A health assessment involves the use of screening and assessment tools to determine the status of a patient with a view to providing the most appropriate care possible. The assessment can be conducted by nurses in various clinical settings and usually follows a structured approach that is dependent on the patient’s needs.
The initial assessment of a patient should include historical medical information, a thorough validation of their current medical status, possible psychosocial factors, and any other observations that the nurse may make.
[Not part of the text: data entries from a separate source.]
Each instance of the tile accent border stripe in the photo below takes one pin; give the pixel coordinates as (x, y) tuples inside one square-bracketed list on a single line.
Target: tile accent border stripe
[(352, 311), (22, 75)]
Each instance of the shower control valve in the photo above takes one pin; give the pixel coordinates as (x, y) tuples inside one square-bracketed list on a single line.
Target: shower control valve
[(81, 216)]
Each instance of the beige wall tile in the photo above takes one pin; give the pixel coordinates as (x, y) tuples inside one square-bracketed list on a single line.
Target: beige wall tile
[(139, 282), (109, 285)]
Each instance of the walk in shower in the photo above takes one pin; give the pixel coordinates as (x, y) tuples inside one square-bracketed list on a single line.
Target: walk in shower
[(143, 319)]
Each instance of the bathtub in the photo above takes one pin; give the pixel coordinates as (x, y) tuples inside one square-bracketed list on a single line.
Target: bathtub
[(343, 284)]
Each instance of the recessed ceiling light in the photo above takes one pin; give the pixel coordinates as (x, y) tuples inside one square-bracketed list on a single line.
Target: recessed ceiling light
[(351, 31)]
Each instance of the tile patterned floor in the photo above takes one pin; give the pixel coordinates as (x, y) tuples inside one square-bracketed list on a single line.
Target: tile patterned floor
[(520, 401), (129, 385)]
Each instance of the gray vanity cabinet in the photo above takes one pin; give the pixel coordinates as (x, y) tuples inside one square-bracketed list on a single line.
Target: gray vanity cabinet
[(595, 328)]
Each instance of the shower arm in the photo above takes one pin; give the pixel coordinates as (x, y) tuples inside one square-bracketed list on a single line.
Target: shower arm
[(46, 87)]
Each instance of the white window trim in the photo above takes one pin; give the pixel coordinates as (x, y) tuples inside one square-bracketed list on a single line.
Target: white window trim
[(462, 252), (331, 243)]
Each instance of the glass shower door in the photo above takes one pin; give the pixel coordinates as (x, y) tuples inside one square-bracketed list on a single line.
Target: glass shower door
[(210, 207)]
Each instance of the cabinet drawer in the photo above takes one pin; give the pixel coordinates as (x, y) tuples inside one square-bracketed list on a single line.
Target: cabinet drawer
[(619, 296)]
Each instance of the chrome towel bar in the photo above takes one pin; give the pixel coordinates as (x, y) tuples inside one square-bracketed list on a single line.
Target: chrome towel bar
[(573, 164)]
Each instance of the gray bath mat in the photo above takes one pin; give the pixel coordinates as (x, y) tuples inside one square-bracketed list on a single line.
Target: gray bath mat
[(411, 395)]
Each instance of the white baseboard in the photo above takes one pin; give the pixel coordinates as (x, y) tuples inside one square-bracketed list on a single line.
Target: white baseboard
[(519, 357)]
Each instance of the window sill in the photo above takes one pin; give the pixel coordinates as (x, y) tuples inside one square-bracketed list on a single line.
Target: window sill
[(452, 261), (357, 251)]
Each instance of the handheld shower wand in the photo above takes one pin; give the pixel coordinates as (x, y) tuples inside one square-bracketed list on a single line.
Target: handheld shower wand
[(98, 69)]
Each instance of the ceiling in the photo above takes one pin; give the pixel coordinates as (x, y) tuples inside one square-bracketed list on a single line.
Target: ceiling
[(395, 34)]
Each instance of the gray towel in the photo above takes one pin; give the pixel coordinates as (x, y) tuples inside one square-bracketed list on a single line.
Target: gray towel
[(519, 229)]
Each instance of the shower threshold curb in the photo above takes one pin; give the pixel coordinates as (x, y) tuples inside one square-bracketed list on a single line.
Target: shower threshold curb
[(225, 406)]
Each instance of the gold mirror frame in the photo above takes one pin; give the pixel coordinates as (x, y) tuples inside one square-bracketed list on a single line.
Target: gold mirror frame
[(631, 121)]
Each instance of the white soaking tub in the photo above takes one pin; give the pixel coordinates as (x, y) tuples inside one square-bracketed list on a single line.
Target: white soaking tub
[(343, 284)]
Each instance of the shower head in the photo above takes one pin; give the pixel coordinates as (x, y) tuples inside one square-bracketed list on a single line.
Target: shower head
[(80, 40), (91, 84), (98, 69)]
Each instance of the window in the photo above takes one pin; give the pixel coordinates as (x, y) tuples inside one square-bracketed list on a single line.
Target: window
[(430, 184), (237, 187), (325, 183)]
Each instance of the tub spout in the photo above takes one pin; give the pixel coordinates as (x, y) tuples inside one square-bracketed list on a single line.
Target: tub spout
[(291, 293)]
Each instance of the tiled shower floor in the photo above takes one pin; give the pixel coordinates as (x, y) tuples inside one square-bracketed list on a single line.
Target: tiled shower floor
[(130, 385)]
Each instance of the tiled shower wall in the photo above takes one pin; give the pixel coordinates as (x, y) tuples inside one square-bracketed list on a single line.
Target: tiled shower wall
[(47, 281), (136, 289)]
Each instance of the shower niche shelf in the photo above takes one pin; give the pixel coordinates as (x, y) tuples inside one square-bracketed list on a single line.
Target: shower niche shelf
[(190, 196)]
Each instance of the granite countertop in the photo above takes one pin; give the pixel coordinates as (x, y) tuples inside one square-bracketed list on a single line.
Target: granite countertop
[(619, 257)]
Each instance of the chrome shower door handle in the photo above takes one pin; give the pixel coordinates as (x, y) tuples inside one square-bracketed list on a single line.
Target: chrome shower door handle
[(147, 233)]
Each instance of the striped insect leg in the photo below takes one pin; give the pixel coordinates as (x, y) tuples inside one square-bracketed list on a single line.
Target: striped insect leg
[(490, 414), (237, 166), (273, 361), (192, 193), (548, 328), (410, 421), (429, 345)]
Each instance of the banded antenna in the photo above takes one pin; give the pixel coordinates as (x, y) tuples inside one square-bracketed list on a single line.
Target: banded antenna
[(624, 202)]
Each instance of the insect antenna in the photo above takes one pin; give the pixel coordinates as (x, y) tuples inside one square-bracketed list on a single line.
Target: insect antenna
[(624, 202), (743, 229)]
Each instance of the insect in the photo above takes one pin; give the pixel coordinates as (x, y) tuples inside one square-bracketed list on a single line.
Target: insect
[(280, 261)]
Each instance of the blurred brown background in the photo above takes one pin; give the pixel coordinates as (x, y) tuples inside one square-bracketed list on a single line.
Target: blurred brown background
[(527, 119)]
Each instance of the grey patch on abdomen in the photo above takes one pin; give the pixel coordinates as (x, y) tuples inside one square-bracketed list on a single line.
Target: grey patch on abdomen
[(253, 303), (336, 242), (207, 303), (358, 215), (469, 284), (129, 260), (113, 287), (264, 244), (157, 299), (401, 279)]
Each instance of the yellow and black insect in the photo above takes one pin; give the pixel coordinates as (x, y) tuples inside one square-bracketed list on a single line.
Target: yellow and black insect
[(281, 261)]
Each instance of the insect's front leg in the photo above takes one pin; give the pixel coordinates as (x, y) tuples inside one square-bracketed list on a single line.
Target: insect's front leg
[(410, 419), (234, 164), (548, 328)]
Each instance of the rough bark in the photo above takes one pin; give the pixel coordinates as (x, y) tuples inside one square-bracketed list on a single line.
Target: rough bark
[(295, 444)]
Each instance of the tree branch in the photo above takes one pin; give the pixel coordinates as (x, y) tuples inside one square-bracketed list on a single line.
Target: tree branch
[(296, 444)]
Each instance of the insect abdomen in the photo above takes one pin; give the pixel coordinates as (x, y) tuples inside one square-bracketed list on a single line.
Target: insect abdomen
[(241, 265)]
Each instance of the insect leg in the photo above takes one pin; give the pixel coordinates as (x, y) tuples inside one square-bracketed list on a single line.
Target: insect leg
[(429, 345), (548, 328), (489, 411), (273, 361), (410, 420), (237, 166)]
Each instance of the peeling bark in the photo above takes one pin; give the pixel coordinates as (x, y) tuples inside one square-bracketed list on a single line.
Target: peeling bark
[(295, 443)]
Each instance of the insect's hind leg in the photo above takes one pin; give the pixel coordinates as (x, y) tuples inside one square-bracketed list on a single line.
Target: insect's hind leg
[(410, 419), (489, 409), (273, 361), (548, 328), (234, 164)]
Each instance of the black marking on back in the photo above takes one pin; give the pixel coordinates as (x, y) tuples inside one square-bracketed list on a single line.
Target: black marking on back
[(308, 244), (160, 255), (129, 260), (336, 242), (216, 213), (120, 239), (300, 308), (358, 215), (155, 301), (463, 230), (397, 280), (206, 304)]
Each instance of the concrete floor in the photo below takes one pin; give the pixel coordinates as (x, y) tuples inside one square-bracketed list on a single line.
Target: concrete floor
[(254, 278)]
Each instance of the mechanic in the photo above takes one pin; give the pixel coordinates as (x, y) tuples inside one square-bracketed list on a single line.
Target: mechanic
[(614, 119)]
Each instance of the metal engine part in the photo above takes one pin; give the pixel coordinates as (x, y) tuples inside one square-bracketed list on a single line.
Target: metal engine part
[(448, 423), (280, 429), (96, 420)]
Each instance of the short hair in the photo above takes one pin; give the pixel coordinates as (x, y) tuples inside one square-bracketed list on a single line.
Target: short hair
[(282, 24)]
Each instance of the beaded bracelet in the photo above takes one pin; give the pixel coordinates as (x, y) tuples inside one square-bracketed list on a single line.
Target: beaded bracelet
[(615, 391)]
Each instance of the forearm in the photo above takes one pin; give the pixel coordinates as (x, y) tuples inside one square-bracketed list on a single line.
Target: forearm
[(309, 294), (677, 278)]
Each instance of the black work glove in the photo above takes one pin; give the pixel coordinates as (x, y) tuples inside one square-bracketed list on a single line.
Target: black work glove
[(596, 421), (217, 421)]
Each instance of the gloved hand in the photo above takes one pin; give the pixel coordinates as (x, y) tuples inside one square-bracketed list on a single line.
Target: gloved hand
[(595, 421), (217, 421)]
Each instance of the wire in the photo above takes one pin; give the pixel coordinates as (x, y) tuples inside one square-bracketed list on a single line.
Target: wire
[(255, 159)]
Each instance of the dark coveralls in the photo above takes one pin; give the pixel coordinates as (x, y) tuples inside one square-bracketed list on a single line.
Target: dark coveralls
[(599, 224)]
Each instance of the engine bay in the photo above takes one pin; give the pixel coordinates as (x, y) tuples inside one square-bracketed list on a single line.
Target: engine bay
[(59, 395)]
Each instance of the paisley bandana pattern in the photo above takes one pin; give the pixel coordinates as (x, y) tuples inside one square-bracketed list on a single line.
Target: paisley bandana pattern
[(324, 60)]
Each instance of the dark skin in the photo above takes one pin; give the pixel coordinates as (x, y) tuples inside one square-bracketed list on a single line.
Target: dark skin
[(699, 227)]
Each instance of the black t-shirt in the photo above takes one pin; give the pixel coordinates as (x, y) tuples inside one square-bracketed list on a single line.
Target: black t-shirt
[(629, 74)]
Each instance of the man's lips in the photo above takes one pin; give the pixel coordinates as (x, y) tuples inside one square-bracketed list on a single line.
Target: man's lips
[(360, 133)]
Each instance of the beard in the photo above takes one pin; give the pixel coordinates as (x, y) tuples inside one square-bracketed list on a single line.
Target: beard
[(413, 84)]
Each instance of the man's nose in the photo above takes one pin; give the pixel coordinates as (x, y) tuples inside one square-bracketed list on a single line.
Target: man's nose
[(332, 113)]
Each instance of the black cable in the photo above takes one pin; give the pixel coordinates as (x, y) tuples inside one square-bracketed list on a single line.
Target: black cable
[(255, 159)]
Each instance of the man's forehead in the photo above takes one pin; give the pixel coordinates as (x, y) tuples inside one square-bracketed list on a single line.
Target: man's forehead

These findings should ideally be captured on the patient’s profile in a clinical database for future reference.
First, the medical facility will have a standard questionnaire that covers the patient’s medical history, including operations, chronic illnesses, and any other medical conditions that may exist. It is also important for nurses to discover the family medical history, as many conditions can be the result of a physical characteristic that has been passed down through family genes.
The nurse will record details of current medications as well as establish whether the patient smokes, their average alcohol intake in a week, and any substance use other than medication.
Allergies are an underlying cause of many ailments, and it is important to establish whether the patient is allergic to certain medications, foods, animals, pollen, or other substances. If the nurse suspects a possible allergy, an allergy test can be recommended.
A physical examination follows once all questions have been satisfactorily answered. The nurse takes the patient’s temperature, monitors heart rate and blood pressure, checks their breathing, and assesses pain levels if applicable. A more in-depth examination will explore any present symptoms and the reasons for the visit.
Pain assessment is crucial in the diagnosis and treatment of patients. Living with acute pain can be debilitating and will eventually affect normal functioning in other areas of the body. Pain can be sharp or dull, throbbing, intermittent, stabbing, or excruciating. The nurse must pay attention to the type of pain and be aware of potential causes.
Nurses are trained to observe and ask questions. If there is a strong smell of alcohol on the patient’s breath, for example, or bruises that are not consistent with falling, other signs of abuse, or possible malnourishment, the nurse needs to delve a little deeper into the psychological and social factors present. They can then decide what measures to take, such as enlisting the help of a social worker.
Adult-gerontology primary care nurse practitioners are often using their nursing expertise to make a difference in the lives of adult and elderly patients. These patients are often dealing with multiple ailments at a time and are often in stressful end-of-life circumstances. With an online Master of Science in adult-gerontology primary care nursing, individuals will gain in-depth knowledge about patient assessments and learn to recognize the signs that are not immediately obvious to the untrained observer. The Online MSN program at the University of Indianapolis empowers nurse practitioner students with the clinical skills needed for a future in the rewarding field of specialist nursing.
Effective patient assessment involves a range of strategies aimed at making the patient feel comfortable and willing to share information.
First, if the patient is unable to communicate due to language restraints, the nurse should enlist the assistance of an interpreter. Most hospitals and clinics make a point of having a contingent of staff who speak various languages, particularly in multilingual communities.
Patients are more likely to disclose their health issues if they feel welcome and comfortable. The nurse achieves this by being attentive and listening to what the patient has to say. Indicating an understanding of their condition or circumstances and being gentle when conducting physical examinations enables the nurse to put the patient at ease.
Once the assessment is completed, nurses should repeat their understanding of the information and ask the patient to clarify any ambiguous statements. The nurse should provide as much detail as possible about the patient’s condition and finally, provide the patient with a summary.
A career worth pursuing
Nurse practitioners have the training and skills to work in a variety of settings, from hospitals and clinics to homes for the elderly or mentally infirm. They can open their own practice or start a clinic in a disadvantaged community. The shortage of medical personnel has encouraged nurse practitioners to take on more responsibility where needed, with leadership and innovation becoming an integral part of their daily lives as they ease the workload of primary care practitioners. Nursing today is a dynamic, rewarding, and well-respected profession.